Jian Qiao froze. A silent mist. A kill with no visible wounds. The theft of an esoteric spiritual essence instead of the valuable core. This was not Jian Feng's style. His methods were efficient, logical, and grounded. This was… ethereal. It was another ghost, playing an entirely different game on the same board.
Gui Ren's team eventually converged on the game trail. Disciple Zhao pointed to the obvious footprint. "Senior Brother, the trail is clear here. He's getting careless."

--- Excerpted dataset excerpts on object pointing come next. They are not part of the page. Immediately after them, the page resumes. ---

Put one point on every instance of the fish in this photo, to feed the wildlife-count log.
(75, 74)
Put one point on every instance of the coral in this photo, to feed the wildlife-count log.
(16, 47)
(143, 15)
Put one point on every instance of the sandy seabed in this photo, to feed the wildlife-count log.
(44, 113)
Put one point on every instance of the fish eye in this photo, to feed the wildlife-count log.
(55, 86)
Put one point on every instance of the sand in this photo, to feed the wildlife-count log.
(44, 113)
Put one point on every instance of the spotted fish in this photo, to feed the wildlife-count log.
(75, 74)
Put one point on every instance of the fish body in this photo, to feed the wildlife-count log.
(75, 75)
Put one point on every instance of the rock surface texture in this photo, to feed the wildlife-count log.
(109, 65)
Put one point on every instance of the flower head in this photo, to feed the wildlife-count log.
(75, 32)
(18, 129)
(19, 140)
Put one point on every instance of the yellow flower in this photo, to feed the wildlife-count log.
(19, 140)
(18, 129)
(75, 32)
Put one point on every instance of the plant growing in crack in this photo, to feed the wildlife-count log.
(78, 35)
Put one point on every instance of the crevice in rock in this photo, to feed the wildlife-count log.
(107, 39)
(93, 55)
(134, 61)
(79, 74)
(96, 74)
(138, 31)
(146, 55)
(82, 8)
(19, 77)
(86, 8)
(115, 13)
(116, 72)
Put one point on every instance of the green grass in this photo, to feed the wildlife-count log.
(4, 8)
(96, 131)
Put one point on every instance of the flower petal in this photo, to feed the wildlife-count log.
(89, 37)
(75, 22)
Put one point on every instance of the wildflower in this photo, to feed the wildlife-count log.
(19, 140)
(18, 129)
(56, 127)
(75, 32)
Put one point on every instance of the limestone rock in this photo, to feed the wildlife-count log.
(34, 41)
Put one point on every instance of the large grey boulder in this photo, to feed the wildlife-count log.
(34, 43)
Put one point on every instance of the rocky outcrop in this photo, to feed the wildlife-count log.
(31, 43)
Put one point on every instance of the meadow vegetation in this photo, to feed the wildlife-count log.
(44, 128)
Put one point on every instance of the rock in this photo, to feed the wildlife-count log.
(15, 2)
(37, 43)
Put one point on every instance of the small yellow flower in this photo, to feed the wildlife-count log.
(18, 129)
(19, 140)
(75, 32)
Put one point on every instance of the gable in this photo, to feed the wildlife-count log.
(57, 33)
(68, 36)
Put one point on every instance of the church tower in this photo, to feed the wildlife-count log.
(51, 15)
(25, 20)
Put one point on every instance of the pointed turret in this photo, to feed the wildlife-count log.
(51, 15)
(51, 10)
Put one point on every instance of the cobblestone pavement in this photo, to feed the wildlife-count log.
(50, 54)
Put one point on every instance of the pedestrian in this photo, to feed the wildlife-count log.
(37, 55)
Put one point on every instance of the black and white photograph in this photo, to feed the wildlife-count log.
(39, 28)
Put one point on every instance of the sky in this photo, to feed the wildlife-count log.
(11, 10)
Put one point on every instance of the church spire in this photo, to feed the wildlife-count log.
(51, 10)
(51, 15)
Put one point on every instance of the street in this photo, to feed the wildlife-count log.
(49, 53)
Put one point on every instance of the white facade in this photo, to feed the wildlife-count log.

Gui Ren didn't move. He stared at the footprint, then at the artfully placed thread on the branch. He saw the path stretching ahead into the rocky terrain. It was a perfect trail. Too perfect. A panicked boy would leave a messy trail. A cunning man would leave no trail. Only a provocateur would leave a trail that looked like a panicked boy made it.
This wasn't a trail. It was a message. It was a question. Are you smart enough to see the trap?
A slow, cold smile, more chilling than any frown, touched Gui Ren's lips. His opponent was more magnificent than he had imagined.
"Follow it," he commanded, his voice filled with a newfound, dangerous excitement. "Cautiously. Let us see what lesson he wishes to teach us."